Among themselves, Saudi reformers sometimes argue that they are too timid about challenging the status quo. Some, like Mr. Hamad, believe changing the Saudi way of thinking is more important than open confrontation.
In 1995, he sought early retirement from King Saud University at the age of 45 because he figured writing novels was a more effective way to get young Saudis to think than his frequent political columns in newspapers. He said he was tired of being dictated to about what he could teach in his classroom.
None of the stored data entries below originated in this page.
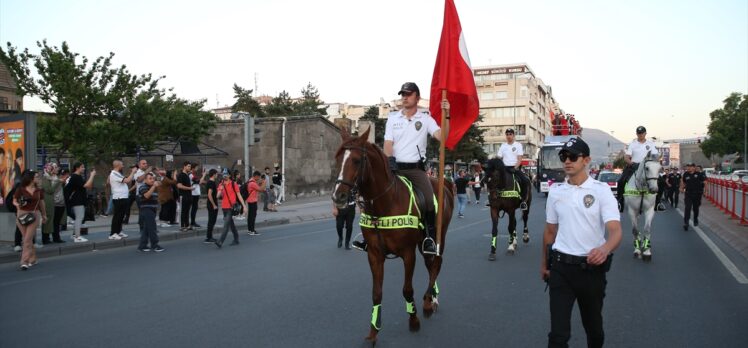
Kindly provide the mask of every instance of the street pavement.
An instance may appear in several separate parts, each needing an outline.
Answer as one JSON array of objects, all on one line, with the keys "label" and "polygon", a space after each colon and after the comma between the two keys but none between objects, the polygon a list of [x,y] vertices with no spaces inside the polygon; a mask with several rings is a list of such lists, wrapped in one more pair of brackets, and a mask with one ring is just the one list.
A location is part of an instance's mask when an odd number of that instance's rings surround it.
[{"label": "street pavement", "polygon": [[[473,204],[464,219],[453,220],[439,278],[441,306],[430,319],[421,313],[427,278],[418,260],[420,332],[408,331],[402,262],[388,260],[377,346],[545,346],[550,316],[539,273],[544,205],[543,197],[535,197],[529,244],[494,262],[487,260],[487,208]],[[316,206],[320,212],[330,207],[325,201]],[[681,224],[675,210],[656,215],[653,259],[644,263],[631,257],[631,227],[624,221],[624,240],[608,274],[606,346],[727,348],[748,342],[748,285]],[[499,227],[503,250],[506,218]],[[739,252],[708,225],[700,229],[748,274]],[[256,237],[240,231],[241,244],[222,249],[186,238],[164,243],[163,253],[130,246],[62,255],[41,259],[26,272],[17,263],[0,264],[0,346],[368,346],[366,255],[336,248],[334,220],[266,226]],[[576,308],[570,344],[585,346]]]}]

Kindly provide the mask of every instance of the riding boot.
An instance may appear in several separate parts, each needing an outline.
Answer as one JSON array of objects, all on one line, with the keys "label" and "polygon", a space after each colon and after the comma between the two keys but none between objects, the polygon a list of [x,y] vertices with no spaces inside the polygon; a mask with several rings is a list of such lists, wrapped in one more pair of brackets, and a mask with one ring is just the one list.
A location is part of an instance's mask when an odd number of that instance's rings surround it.
[{"label": "riding boot", "polygon": [[351,243],[351,246],[361,251],[366,251],[369,247],[368,244],[366,244],[366,239],[360,241],[354,240],[353,243]]},{"label": "riding boot", "polygon": [[42,233],[42,244],[49,244],[52,241],[49,240],[49,233]]},{"label": "riding boot", "polygon": [[426,238],[423,239],[423,253],[436,254],[436,212],[426,212]]}]

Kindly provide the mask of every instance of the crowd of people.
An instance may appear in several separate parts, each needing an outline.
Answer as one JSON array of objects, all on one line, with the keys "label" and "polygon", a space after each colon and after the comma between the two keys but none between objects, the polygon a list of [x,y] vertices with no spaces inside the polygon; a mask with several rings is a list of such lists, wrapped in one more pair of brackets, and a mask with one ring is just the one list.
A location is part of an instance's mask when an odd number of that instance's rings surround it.
[{"label": "crowd of people", "polygon": [[[234,243],[239,243],[234,218],[248,219],[247,233],[259,235],[255,230],[257,205],[260,199],[264,211],[277,212],[283,192],[280,167],[275,172],[265,168],[252,178],[242,181],[237,172],[219,174],[216,169],[202,172],[198,163],[184,162],[181,170],[159,169],[141,159],[136,165],[125,167],[121,160],[112,162],[112,169],[105,180],[105,190],[92,194],[96,170],[86,175],[86,166],[76,162],[71,169],[62,169],[57,163],[47,163],[41,173],[27,169],[18,175],[18,180],[4,198],[6,208],[16,213],[14,251],[21,252],[21,269],[27,270],[36,264],[35,248],[50,243],[65,243],[61,231],[72,225],[71,241],[85,243],[88,239],[86,221],[95,219],[95,214],[111,216],[109,240],[121,240],[129,236],[123,225],[130,223],[133,204],[137,206],[140,244],[138,250],[162,252],[158,244],[158,227],[179,224],[180,231],[202,227],[196,221],[203,193],[207,197],[208,226],[205,243],[214,243],[219,248],[229,230]],[[205,190],[205,191],[204,191]],[[99,197],[104,195],[105,197]],[[214,238],[218,210],[223,211],[223,232]],[[181,210],[179,216],[177,211]],[[160,224],[158,223],[160,220]],[[41,226],[41,244],[37,244],[36,232]]]}]

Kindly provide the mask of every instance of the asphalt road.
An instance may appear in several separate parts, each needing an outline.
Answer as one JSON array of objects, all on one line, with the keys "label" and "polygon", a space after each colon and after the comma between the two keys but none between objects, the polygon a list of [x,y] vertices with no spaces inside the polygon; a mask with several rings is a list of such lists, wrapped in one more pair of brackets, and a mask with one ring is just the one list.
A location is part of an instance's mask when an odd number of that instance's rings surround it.
[{"label": "asphalt road", "polygon": [[[488,211],[471,205],[447,236],[439,311],[408,331],[402,262],[385,267],[378,347],[541,347],[550,327],[540,280],[544,198],[527,245],[487,260]],[[748,285],[739,284],[675,211],[654,221],[653,261],[631,257],[630,224],[608,274],[608,347],[744,347]],[[518,226],[518,230],[521,228]],[[506,219],[500,224],[506,247]],[[358,230],[358,229],[356,229]],[[334,221],[268,227],[218,250],[201,238],[163,253],[120,248],[42,259],[21,272],[0,265],[0,346],[362,347],[371,314],[364,253],[335,247]],[[357,233],[357,232],[356,232]],[[230,239],[231,237],[229,237]],[[712,238],[714,239],[714,238]],[[718,243],[719,245],[719,243]],[[729,253],[728,253],[729,256]],[[745,271],[746,265],[738,263]],[[572,347],[585,346],[575,309]]]}]

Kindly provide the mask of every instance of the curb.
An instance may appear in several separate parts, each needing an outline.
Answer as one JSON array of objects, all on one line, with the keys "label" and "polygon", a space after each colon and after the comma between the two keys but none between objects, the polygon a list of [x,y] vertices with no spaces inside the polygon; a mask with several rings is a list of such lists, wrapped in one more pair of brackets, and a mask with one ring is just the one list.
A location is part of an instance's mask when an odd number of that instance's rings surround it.
[{"label": "curb", "polygon": [[[299,222],[305,222],[305,221],[322,220],[328,217],[332,217],[332,215],[325,214],[324,216],[322,215],[304,216],[304,217],[297,216],[297,217],[294,217],[293,219],[279,218],[279,219],[258,221],[255,223],[255,225],[257,227],[269,227],[269,226],[287,225],[287,224],[293,224],[293,223],[299,223]],[[179,240],[179,239],[187,239],[187,238],[195,238],[198,236],[204,236],[207,231],[208,230],[206,228],[202,228],[202,229],[197,229],[193,231],[185,231],[185,232],[160,232],[158,234],[158,238],[162,242],[171,241],[171,240]],[[66,243],[65,246],[59,246],[59,247],[53,246],[53,244],[48,244],[44,246],[44,248],[36,249],[36,257],[39,259],[43,259],[43,258],[62,256],[62,255],[93,252],[97,250],[116,249],[116,248],[123,248],[123,247],[134,248],[134,247],[137,247],[139,242],[140,242],[140,238],[136,236],[134,238],[124,238],[121,240],[104,240],[104,241],[99,241],[99,242],[87,242],[87,243],[68,242]],[[0,254],[0,264],[20,262],[20,259],[21,257],[20,257],[19,252],[11,251],[10,253]]]}]

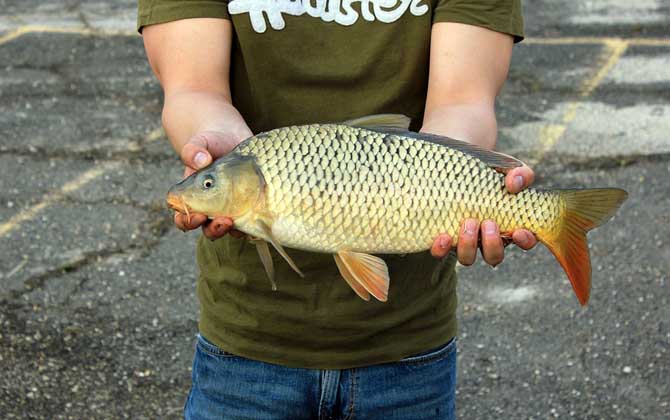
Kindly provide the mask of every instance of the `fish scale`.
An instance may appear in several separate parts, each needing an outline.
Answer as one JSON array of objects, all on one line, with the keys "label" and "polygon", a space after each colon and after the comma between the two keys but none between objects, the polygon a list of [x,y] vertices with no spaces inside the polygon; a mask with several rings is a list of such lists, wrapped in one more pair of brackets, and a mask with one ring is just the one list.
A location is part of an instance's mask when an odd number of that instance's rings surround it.
[{"label": "fish scale", "polygon": [[503,175],[477,158],[401,135],[294,126],[254,137],[236,153],[256,160],[273,232],[289,247],[410,253],[440,232],[457,241],[465,218],[494,219],[504,232],[560,217],[556,194],[507,194]]}]

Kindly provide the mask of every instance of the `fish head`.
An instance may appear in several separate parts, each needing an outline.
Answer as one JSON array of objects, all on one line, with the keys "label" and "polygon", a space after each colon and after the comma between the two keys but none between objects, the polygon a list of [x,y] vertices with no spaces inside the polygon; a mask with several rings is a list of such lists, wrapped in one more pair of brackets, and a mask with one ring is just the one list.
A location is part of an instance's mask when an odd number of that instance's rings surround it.
[{"label": "fish head", "polygon": [[264,186],[253,159],[226,157],[170,188],[167,204],[187,215],[201,213],[209,217],[236,218],[258,204]]},{"label": "fish head", "polygon": [[168,191],[168,207],[180,213],[202,213],[214,217],[229,201],[230,181],[216,165],[191,174]]}]

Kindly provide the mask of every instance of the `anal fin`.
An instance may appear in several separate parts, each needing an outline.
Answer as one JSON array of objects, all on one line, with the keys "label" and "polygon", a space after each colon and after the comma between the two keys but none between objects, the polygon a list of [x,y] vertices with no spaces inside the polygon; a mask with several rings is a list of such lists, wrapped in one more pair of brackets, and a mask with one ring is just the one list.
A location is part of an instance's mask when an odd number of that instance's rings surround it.
[{"label": "anal fin", "polygon": [[340,274],[342,275],[342,278],[344,278],[344,280],[347,282],[347,284],[354,290],[354,292],[356,292],[356,294],[361,299],[365,301],[370,301],[370,293],[368,293],[368,291],[365,290],[365,287],[363,287],[349,272],[347,266],[344,265],[344,262],[342,262],[342,258],[340,258],[340,256],[337,254],[333,255],[333,257],[335,257],[335,264],[337,264],[337,268],[340,270]]},{"label": "anal fin", "polygon": [[388,300],[389,272],[384,260],[370,254],[339,251],[335,255],[335,263],[358,296],[367,300],[362,288],[381,302]]}]

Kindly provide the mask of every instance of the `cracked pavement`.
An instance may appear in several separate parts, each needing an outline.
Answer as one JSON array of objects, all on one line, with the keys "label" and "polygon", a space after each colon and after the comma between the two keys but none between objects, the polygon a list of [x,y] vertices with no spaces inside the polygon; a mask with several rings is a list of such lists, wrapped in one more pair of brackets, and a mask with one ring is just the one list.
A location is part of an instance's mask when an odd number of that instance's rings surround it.
[{"label": "cracked pavement", "polygon": [[[134,1],[0,2],[0,414],[180,418],[194,241]],[[525,2],[499,148],[541,188],[620,186],[580,308],[543,247],[460,270],[465,419],[670,415],[670,3]],[[30,25],[28,27],[27,25]]]}]

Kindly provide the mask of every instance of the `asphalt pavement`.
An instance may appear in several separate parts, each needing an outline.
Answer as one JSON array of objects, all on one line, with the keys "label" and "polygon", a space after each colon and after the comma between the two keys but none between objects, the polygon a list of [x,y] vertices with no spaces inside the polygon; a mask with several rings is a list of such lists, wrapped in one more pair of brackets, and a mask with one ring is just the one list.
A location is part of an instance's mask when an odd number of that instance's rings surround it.
[{"label": "asphalt pavement", "polygon": [[[181,169],[135,2],[0,1],[0,417],[179,418],[197,332]],[[670,418],[670,1],[525,2],[499,148],[630,197],[553,256],[460,269],[463,419]]]}]

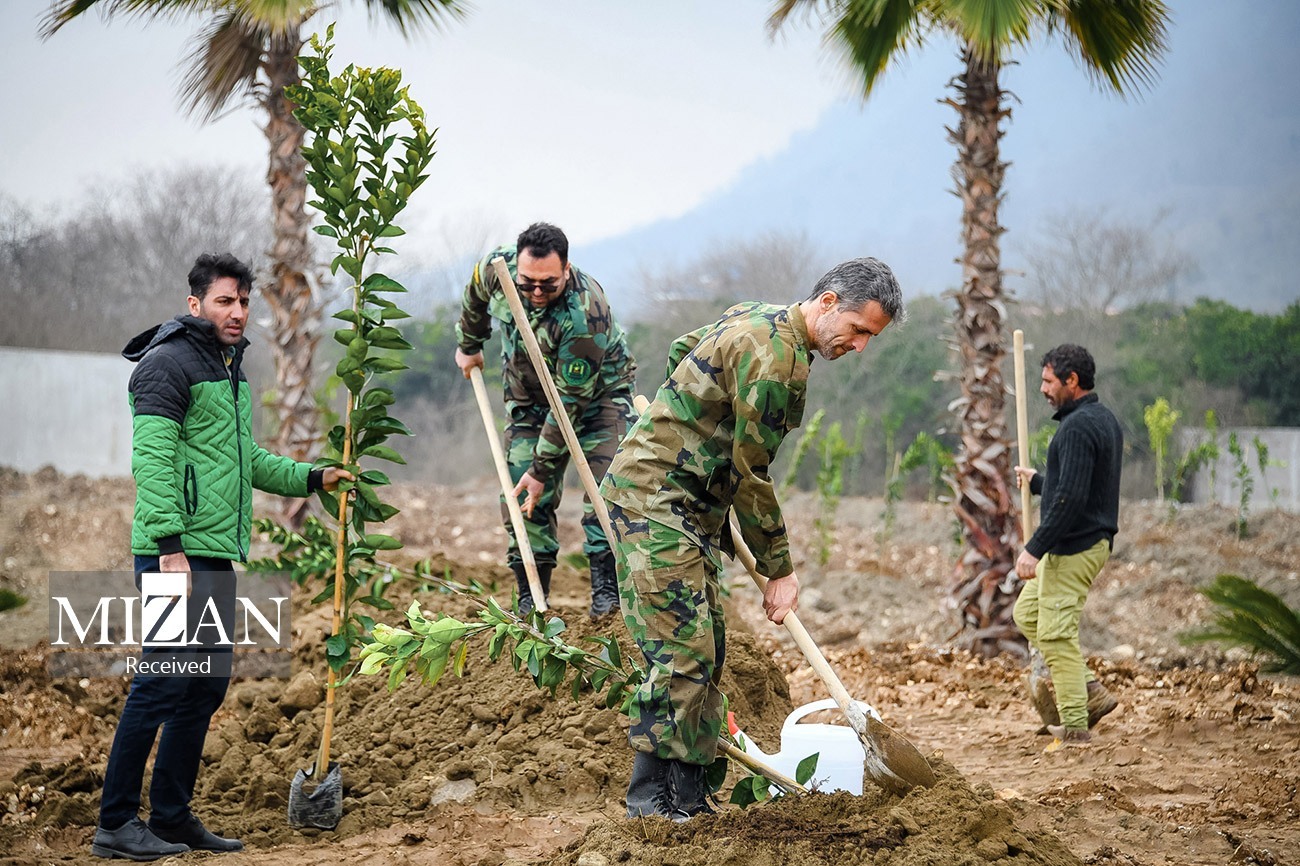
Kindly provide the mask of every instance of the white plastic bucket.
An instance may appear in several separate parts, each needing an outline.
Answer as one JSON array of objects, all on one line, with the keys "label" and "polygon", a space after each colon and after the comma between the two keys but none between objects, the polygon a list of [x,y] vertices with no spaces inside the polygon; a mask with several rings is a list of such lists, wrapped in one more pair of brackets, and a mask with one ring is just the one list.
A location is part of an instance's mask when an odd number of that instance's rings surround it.
[{"label": "white plastic bucket", "polygon": [[[880,718],[870,704],[854,701],[864,714]],[[745,737],[745,751],[768,763],[788,776],[795,774],[799,763],[816,754],[817,769],[812,780],[819,791],[848,791],[862,794],[863,764],[866,753],[857,733],[847,725],[828,725],[820,722],[801,722],[805,716],[819,710],[838,710],[834,699],[826,698],[798,707],[786,717],[781,727],[781,751],[775,755],[764,754],[752,740],[739,729],[733,731]]]}]

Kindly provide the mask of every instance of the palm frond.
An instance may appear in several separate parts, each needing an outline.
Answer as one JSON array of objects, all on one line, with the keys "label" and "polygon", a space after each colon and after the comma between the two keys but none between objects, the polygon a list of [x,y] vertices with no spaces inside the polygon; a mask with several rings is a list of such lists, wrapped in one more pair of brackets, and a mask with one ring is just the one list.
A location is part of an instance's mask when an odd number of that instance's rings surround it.
[{"label": "palm frond", "polygon": [[365,0],[372,17],[380,14],[403,36],[440,30],[445,24],[463,19],[472,8],[465,0]]},{"label": "palm frond", "polygon": [[104,18],[117,15],[175,20],[195,12],[210,12],[220,0],[57,0],[41,19],[42,39],[49,39],[63,25],[98,8]]},{"label": "palm frond", "polygon": [[1066,31],[1066,46],[1084,69],[1123,95],[1155,83],[1169,21],[1162,0],[1071,0],[1049,14],[1048,30]]},{"label": "palm frond", "polygon": [[1216,604],[1214,622],[1184,632],[1184,643],[1217,642],[1270,656],[1264,669],[1300,674],[1300,611],[1234,574],[1221,574],[1198,592]]},{"label": "palm frond", "polygon": [[791,16],[800,9],[812,15],[819,6],[825,7],[829,12],[835,8],[835,5],[831,0],[777,0],[776,6],[772,9],[772,14],[767,16],[768,35],[775,36],[777,31],[784,27]]},{"label": "palm frond", "polygon": [[204,121],[252,91],[271,28],[228,12],[195,34],[181,79],[181,104]]},{"label": "palm frond", "polygon": [[827,42],[862,76],[863,98],[871,94],[893,57],[904,56],[923,42],[930,23],[922,16],[923,9],[924,4],[914,0],[855,0],[840,8],[842,14],[827,33]]},{"label": "palm frond", "polygon": [[1001,64],[1006,49],[1023,44],[1043,19],[1042,0],[948,0],[943,17],[976,59]]}]

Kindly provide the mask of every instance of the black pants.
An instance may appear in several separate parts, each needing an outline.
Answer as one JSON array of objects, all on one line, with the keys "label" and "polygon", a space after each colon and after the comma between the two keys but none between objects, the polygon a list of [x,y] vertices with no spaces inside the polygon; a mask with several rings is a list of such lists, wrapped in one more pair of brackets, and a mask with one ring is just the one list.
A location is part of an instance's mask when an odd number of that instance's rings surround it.
[{"label": "black pants", "polygon": [[[194,573],[191,598],[203,596],[200,582],[205,575],[229,583],[233,605],[234,566],[229,560],[189,557]],[[135,558],[136,584],[140,575],[158,570],[158,557]],[[229,575],[227,577],[226,575]],[[222,595],[223,593],[217,593]],[[224,605],[223,605],[224,606]],[[193,620],[193,615],[191,615]],[[207,737],[212,714],[225,700],[230,685],[229,648],[165,647],[146,648],[141,660],[202,657],[215,655],[212,676],[147,676],[137,674],[117,723],[113,750],[104,772],[104,795],[99,806],[99,826],[116,830],[132,818],[139,817],[140,788],[144,767],[162,728],[158,755],[154,759],[153,781],[149,786],[150,817],[156,824],[176,825],[190,816],[190,799],[199,774],[199,759]],[[225,670],[220,668],[223,666]]]}]

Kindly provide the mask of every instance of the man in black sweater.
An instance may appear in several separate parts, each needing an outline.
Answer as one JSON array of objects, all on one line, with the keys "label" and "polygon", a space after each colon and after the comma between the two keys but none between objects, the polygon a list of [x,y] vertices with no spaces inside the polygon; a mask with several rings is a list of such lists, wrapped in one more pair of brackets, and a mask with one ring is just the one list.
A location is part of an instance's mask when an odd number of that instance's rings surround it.
[{"label": "man in black sweater", "polygon": [[1088,728],[1116,706],[1079,649],[1088,589],[1119,531],[1124,450],[1119,422],[1092,393],[1095,374],[1092,355],[1080,346],[1066,343],[1043,356],[1039,390],[1061,426],[1047,449],[1045,473],[1016,467],[1017,483],[1042,497],[1042,520],[1016,560],[1025,585],[1013,615],[1052,673],[1061,723],[1048,731],[1065,745],[1091,741]]}]

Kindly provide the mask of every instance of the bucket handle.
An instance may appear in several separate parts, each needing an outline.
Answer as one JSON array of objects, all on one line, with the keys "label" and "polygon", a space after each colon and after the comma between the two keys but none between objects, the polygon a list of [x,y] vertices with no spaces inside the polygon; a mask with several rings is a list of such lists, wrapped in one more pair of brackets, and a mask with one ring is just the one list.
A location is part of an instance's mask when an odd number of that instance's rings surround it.
[{"label": "bucket handle", "polygon": [[[880,713],[876,712],[876,708],[871,706],[871,704],[868,704],[866,701],[854,701],[853,703],[857,704],[858,709],[862,710],[864,714],[871,716],[876,721],[881,720]],[[810,704],[804,704],[802,707],[796,708],[794,712],[786,716],[785,724],[781,726],[781,731],[784,733],[786,728],[798,724],[799,720],[804,716],[811,715],[819,710],[835,709],[839,709],[839,704],[835,703],[834,698],[823,698],[820,701],[813,701]],[[848,728],[848,730],[852,730],[852,728]]]}]

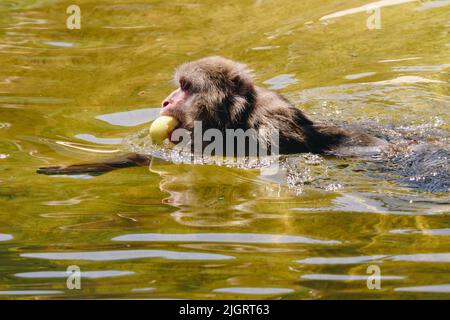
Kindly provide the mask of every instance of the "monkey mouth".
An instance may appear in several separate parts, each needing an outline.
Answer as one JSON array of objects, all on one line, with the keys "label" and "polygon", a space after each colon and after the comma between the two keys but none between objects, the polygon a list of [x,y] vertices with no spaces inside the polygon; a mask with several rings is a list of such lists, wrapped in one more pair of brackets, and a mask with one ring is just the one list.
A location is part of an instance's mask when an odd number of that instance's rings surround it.
[{"label": "monkey mouth", "polygon": [[180,119],[180,117],[178,115],[176,115],[174,112],[171,112],[171,110],[168,107],[165,107],[161,110],[161,112],[159,113],[161,116],[169,116],[169,117],[174,117],[175,119],[177,119],[178,124],[175,126],[175,128],[169,133],[169,141],[172,142],[173,144],[177,144],[179,141],[174,141],[172,139],[172,134],[175,132],[175,130],[183,128],[183,121]]}]

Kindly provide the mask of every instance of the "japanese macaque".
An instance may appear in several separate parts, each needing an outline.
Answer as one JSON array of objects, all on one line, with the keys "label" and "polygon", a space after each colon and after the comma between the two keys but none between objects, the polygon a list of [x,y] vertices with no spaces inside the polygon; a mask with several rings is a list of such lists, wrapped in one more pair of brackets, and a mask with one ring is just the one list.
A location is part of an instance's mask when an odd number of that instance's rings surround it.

Hisham al-Abir, the central character in Mr. Hamad's coming-of-age trilogy hardly conforms to the ideal image of a Saudi youth. The titles are "Adama," a Dammam neighborhood; "Shumaisi," a Riyadh quarter; and "Karadib," a Jidda prison. In the trilogy, Hisham drives a prostitute out into the desert beyond Riyadh for drunken sex. He joins an underground political organization. He dismisses as backward some prominent religious works used to bolster what he considers overly rigid Islamic traditions.
When he published them in the late 1990's, the books shattered just about every social taboo and quickly became best sellers. The Saudi government swiftly banned all three. Some members of the religious establishment, interpreting the novels as autobiography, rumbled out four fatwas calling for his death.
Still, Mr. Hamad says, even if they have to be smuggled into the kingdom, novels are a way to circumvent the lack of free speech. To him the point of the trilogy was to cast light on subjects like sex, religion and politics, which Saudis discuss endlessly in private, yet can rarely broach publicly.
The next generation, exposed through the spread of the Internet and satellite television to how such freedoms work elsewhere, is more likely to push against such restraints, Mr. Hamad says.
He draws a parallel with soccer. Saudi Arabia plays soccer according to the same rules as everybody else, he notes. So Saudis need to learn that their society, too, can afford the same kind of open debate and discussion allowed in other countries.
"If you teach people that you are totally different, you are totally special, you don't belong to the world, the world has a kind of conspiracy against you, everybody is waiting for the opportunity to attack you," Mr. Hamad says. "What does this bring you? You are making an explosive mind, a very hostile mind. So how can you have democracy in such a situation? The first thing is that you have to use the educational system to spread different values, human values."